According to the Wall Street Journal, approximately $187 million went to Trump family entities and $31 million to Witkoff family entities under the agreement.
In May, months after Tahnoon struck a deal with World Liberty, the U.S. agree Allowing the UAE to purchase hundreds of thousands of advanced artificial intelligence chips from U.S. chipmakers NVIDIA. The agreement calls for a fifth of the chips to be given to Tahnoon’s own artificial intelligence company, G42.
The Journal report prompted new scrutiny of the Trump administration’s dealings with the UAE and Tannoon, with some members of Congress warning of potential conflicts of interest or corruption.
“This is corruption, plain and simple,” said Sen. Elizabeth Warren, D-Mass., the top Democrat on the Senate Banking Committee. “The Trump administration must reverse its decision to sell sensitive artificial intelligence chips to the United Arab Emirates.”
Warren called on Witkoff, White House AI and cryptocurrency czar David Sacks, and Commerce Secretary Howard Lutnick “to testify before Congress that they betrayed U.S. national security to benefit the president’s cryptocurrency company and to explain whether any officials enriched themselves in the process.”
White House spokesperson Anna Kelly told the Wall Street Journal that “there is no conflict of interest.” She added that Witkoff was working to “advance President Trump’s goals for world peace.”
The White House did not immediately respond to CNBC’s request for comment.
Deputy Attorney General Todd Branch also defended the president on ABC’s “This Week” on Sunday.
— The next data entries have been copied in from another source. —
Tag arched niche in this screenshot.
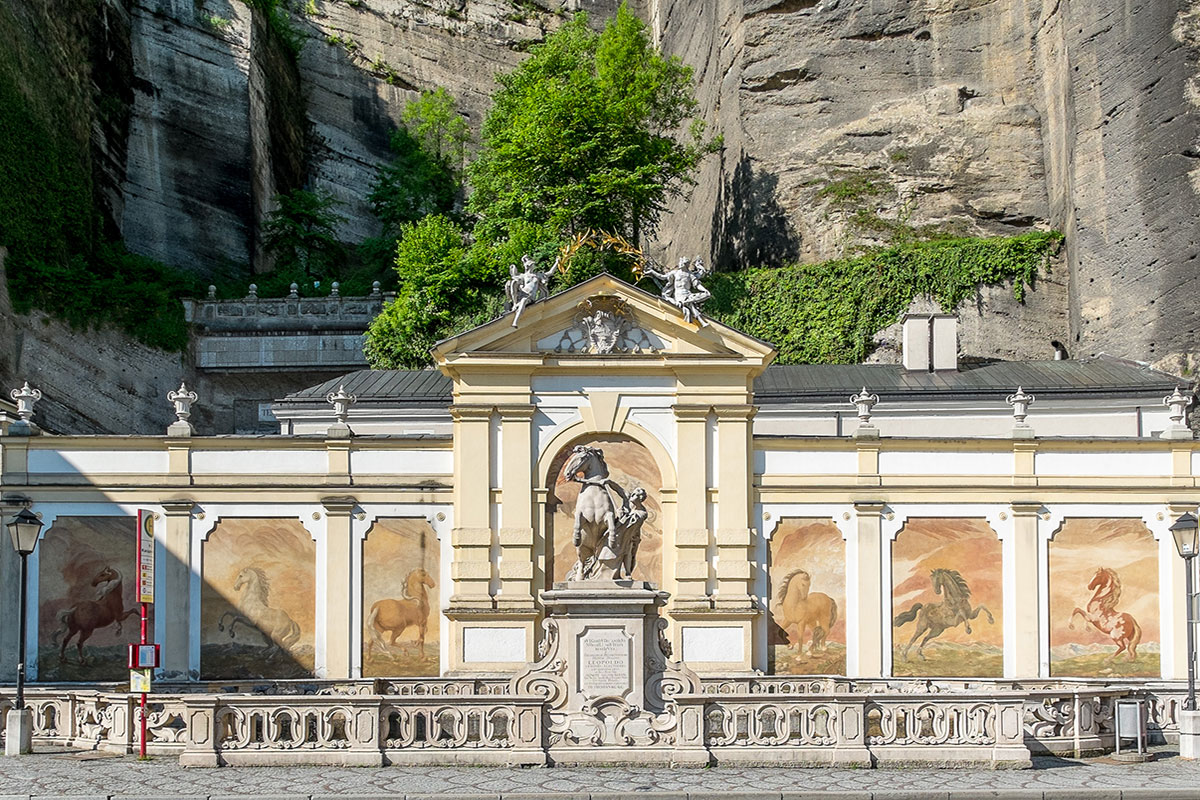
[767,517,846,675]
[892,517,1004,678]
[36,516,141,681]
[1049,517,1162,678]
[542,433,664,589]
[200,517,317,679]
[361,517,442,678]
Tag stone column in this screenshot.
[496,405,536,614]
[450,405,492,609]
[1004,500,1043,680]
[1013,439,1038,486]
[318,497,358,680]
[671,405,710,609]
[846,501,890,678]
[714,405,755,610]
[154,500,200,680]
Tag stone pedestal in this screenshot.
[4,709,34,756]
[512,581,708,765]
[1178,711,1200,759]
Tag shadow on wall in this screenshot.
[713,154,800,270]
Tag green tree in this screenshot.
[370,88,469,237]
[263,190,344,278]
[468,5,720,242]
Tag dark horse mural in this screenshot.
[895,570,996,661]
[50,565,138,664]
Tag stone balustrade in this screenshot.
[184,283,395,371]
[0,678,1183,766]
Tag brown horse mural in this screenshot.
[775,570,838,655]
[1069,566,1141,661]
[50,565,139,664]
[362,517,442,678]
[367,567,437,656]
[892,517,1004,678]
[1049,517,1162,678]
[767,518,846,675]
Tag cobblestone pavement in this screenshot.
[0,748,1200,800]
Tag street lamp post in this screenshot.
[5,509,42,756]
[1171,512,1200,758]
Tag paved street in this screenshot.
[0,748,1200,800]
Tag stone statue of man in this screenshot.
[504,254,558,327]
[646,257,713,326]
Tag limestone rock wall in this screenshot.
[648,0,1200,368]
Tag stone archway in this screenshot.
[544,433,662,589]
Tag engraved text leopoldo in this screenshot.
[577,627,632,697]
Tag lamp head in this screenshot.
[7,509,42,555]
[1171,512,1200,559]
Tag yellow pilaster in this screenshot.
[714,405,755,610]
[496,404,536,612]
[1004,500,1042,680]
[320,498,358,680]
[672,405,710,608]
[847,501,890,678]
[450,405,492,609]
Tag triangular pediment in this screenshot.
[433,275,775,366]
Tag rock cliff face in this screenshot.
[2,0,1200,429]
[649,0,1200,368]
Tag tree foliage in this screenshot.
[468,5,719,241]
[263,190,344,278]
[707,230,1062,363]
[370,88,469,237]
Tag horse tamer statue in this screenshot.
[563,445,647,583]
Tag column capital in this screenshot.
[450,403,496,421]
[320,495,359,517]
[671,405,713,422]
[496,403,538,420]
[713,404,758,420]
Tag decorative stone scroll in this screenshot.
[510,581,708,764]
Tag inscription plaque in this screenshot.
[577,627,634,697]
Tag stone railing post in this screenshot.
[179,694,221,766]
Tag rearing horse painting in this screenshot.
[1068,566,1141,661]
[50,566,138,664]
[217,566,300,656]
[894,569,996,661]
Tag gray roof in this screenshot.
[277,356,1187,407]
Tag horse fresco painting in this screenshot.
[1050,518,1160,678]
[768,519,846,675]
[362,518,443,678]
[37,517,139,680]
[200,518,317,679]
[545,434,662,589]
[892,518,1004,678]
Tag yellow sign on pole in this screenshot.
[138,510,154,603]
[130,667,154,694]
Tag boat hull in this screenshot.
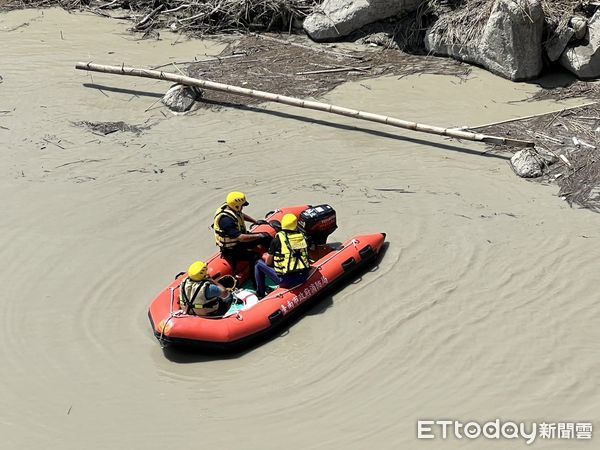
[148,207,385,349]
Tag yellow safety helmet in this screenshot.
[225,191,248,212]
[281,214,298,231]
[188,261,208,281]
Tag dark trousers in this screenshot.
[254,260,308,298]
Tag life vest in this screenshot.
[179,278,219,316]
[273,231,310,275]
[213,203,246,249]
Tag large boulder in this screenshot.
[303,0,421,42]
[560,11,600,79]
[510,147,558,178]
[425,0,544,81]
[162,84,202,112]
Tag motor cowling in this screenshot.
[298,205,337,245]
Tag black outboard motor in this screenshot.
[298,205,337,247]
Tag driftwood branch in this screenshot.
[133,3,165,30]
[75,62,534,147]
[296,66,371,75]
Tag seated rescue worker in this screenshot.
[254,214,310,299]
[179,261,232,316]
[213,192,271,271]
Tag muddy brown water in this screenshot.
[0,10,600,449]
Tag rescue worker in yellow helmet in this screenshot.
[179,261,232,316]
[254,214,310,298]
[213,192,271,265]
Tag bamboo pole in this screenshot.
[75,62,534,147]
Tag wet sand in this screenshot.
[0,10,600,449]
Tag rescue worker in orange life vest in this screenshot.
[254,214,310,299]
[213,192,271,265]
[179,261,233,316]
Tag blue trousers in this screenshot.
[254,259,308,298]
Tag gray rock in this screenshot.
[162,84,202,112]
[510,148,558,178]
[569,16,587,41]
[425,0,544,81]
[560,11,600,79]
[544,27,575,62]
[302,0,421,41]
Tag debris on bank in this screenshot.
[73,120,150,136]
[478,103,600,212]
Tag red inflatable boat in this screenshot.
[148,205,385,349]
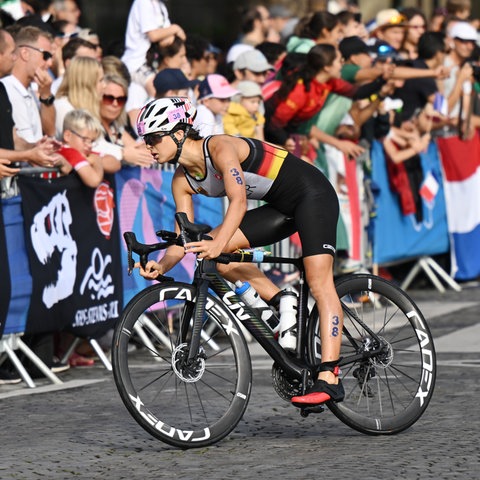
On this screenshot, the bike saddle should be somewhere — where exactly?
[175,212,212,242]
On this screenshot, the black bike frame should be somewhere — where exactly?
[189,257,313,381]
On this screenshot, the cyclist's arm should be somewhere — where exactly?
[135,167,194,280]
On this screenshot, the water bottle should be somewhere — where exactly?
[278,290,298,350]
[235,280,279,333]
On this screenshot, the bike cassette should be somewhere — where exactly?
[172,343,206,383]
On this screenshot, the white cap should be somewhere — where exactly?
[226,43,254,63]
[448,22,478,42]
[233,49,274,73]
[237,80,262,98]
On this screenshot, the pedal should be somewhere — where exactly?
[300,405,325,418]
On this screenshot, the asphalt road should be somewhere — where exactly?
[0,287,480,480]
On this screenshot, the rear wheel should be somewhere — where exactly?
[112,282,252,448]
[308,274,436,434]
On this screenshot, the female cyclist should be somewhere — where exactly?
[136,97,344,406]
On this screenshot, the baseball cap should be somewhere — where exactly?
[237,80,262,97]
[153,68,199,93]
[448,22,478,42]
[372,8,407,33]
[338,36,369,60]
[198,73,238,100]
[233,49,274,73]
[226,43,254,63]
[269,5,293,18]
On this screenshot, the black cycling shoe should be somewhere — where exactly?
[291,360,345,407]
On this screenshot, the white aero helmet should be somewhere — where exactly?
[137,97,197,137]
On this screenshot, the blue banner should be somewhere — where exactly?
[371,141,449,264]
[2,196,33,334]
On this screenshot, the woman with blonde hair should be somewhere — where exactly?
[55,56,122,173]
[100,73,153,167]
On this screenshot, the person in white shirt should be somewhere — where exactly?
[193,73,240,137]
[1,26,55,143]
[122,0,186,85]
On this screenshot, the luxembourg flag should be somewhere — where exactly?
[437,133,480,280]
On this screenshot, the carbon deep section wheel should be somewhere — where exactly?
[112,282,252,448]
[307,274,436,435]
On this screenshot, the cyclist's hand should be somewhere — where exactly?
[134,260,162,280]
[185,239,225,260]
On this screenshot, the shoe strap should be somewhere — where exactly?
[318,358,340,377]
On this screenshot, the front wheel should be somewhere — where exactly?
[308,274,436,435]
[112,282,252,448]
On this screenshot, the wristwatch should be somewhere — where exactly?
[38,95,55,105]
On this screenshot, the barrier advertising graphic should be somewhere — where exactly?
[20,175,123,338]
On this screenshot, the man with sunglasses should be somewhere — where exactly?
[2,26,55,143]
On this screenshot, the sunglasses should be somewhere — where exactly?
[102,95,127,107]
[455,37,475,44]
[19,45,53,62]
[143,133,170,147]
[382,15,407,28]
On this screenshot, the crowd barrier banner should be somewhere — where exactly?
[0,208,12,337]
[19,175,123,338]
[0,195,32,335]
[116,167,223,303]
[438,135,480,280]
[371,141,449,264]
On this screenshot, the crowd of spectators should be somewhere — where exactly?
[0,0,480,382]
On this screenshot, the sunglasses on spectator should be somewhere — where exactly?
[455,37,475,44]
[19,45,53,62]
[69,128,97,144]
[382,15,407,27]
[102,95,127,107]
[57,32,78,40]
[143,133,170,147]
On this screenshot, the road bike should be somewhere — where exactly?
[112,213,436,449]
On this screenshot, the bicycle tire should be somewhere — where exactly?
[112,282,252,449]
[307,274,436,435]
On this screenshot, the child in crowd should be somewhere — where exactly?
[153,68,200,102]
[223,80,265,141]
[193,74,238,137]
[58,109,103,188]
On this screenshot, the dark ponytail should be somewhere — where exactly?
[278,43,337,99]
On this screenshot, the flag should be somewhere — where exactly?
[371,141,449,264]
[0,197,12,338]
[437,134,480,280]
[420,172,439,202]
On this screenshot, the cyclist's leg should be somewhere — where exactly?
[303,254,343,383]
[209,205,296,301]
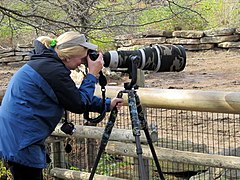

“I love it when these newspapers talk about something that’s unprecedented or has never happened before, as if the Biden family and the Biden administration didn’t do the exact same thing and they just came into office,” Branch said.
Republicans and Trump have long accused the Biden family of corruption against the former president Joe BidenThe family’s business dealings abroad. Although a impeachment inquiry Despite a House investigation into the matter, evidence of Biden’s wrongdoing never emerged.
“I have no comment on this other than that President Trump has been completely transparent when it comes to his family traveling for business reasons,” Branch said. “This idea that there is something unpleasant or unprecedented is just a repeated story and not fact.”